Oil prices plunged through the critical $17-a-barrel barrier Tuesday for the first time in more than two months over growing skepticism over OPEC's ability to hold down production and achieve its $18 price target.
On the New York Mercantile Exchange, West Texas Intermediate crude oil, the benchmark U.S. crude for immediate delivery, plummeted 35 cents to $16.73 a barrel.
It was the lowest close since West Texas Intermediate ended at $16.91 a barrel on Dec. 23, three days after OPEC agreed to cut production by 7.2% to 15.8 million barrels a day in a bid to lift oil prices to an official average of $18 a barrel by Feb. 1.
West Texas Intermediate hit a high for the year of $19.14 a barrel on Jan. 15, propelled by optimism that the Organization of Petroleum Exporting Countries would pull off its high-stakes attempt to stabilize prices at $18 a barrel.
West Texas Intermediate fell by 65 cents to $16.85 a barrel on the U.S. Gulf Coast spot market Tuesday, where oil is sold to the highest bidder.
Unleaded gasoline for immediate delivery on the Merc tumbled 1.10 cents to 45.89 cents a gallon and home-heating oil slipped 0.82 cent to 45.01 cents.
On the European spot market, where oil is sold to the highest bidder, Britain's North Sea Brent crude nose dived by 60 cents to $16.45 a barrel, the lowest close since mid-December. Brent traded as high as $18.80 on Jan. 12.
"Traders have turned bearish on oil," said Andrew Lebow, an analyst in New York with Shearson Lehman Bros.
Two factors are at work, he said. Poor refinery profit margins are putting pressure on crude prices and there is diminishing optimism about the ability of OPEC to hold to its production control agreement.
In the Dec. 20 accord, OPEC vowed to limit its output in order to boost prices to a target level of $18 per 42-gallon barrel. The pact appeared to be working by late January, when a combination of severe winter weather and growing belief that the agreement would stick had pushed prices well above $18.
But, Lebow observed: "Refinery runs have been much higher than they should have been for the last six weeks. As a result there's been a considerable buildup in gasoline stocks, and in heating oil stocks, as well."
The surplus has put pressure on oil product prices to the extent that some crude oil is being refined at a loss, Lebow said.
"If I know I'm going to lose money on every barrel I refine, why would I buy oil at some fixed price? I wouldn't," he said.
This is going to make it difficult for members of OPEC to keep prices fixed around $18.
"The next couple of weeks are going to be crucial," he said.
But refinery runs are going to have to be cut, Lebow said, and this will lead to better prices for oil products and renewed demand for crude.
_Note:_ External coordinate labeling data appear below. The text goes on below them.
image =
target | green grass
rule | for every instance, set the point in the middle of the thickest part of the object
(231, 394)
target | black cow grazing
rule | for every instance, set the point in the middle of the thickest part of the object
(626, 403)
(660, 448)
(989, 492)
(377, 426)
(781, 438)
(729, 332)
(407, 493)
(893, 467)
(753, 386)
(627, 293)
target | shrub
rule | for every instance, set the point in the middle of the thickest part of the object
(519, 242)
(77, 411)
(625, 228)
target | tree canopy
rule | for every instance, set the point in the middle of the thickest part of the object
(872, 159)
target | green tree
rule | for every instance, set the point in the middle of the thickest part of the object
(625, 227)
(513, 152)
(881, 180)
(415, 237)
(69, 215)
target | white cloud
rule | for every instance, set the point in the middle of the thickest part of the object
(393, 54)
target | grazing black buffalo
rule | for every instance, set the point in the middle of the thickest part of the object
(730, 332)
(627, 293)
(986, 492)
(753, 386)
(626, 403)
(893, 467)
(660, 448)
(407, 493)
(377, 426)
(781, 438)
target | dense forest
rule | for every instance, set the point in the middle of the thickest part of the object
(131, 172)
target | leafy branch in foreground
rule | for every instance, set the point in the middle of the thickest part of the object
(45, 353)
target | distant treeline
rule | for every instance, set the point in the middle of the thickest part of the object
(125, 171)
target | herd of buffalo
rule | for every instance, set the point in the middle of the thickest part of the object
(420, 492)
Despite the difficulties, he said, OPEC probably will hold to the agreement.
"I don't think they have the stomach for the kind of price war we saw in 1986," he said.
During the past five weeks, oil prices have eroded steadily by about $2 a barrel on reports OPEC was exceeding its self-imposed production ceiling by nearly 1 million barrels a day because of quota violations by Iraq, Kuwait, the United Arab Emirates and Ecuador.
Selling accelerated Monday after the Gulf Cooperation Council--composed of OPEC members Kuwait, the UAE, Saudi Arabia and Qatar and independent producers Bahrain and Oman--failed to take concrete steps at a weekend meeting to help OPEC shore up its pricing and production agreement.
Industry sources said OPEC production has dropped to about 16.2 million barrels a day recently--still above its ceiling--because major oil companies are reluctant to buy oil from cartel members at fixed prices during the current market rout.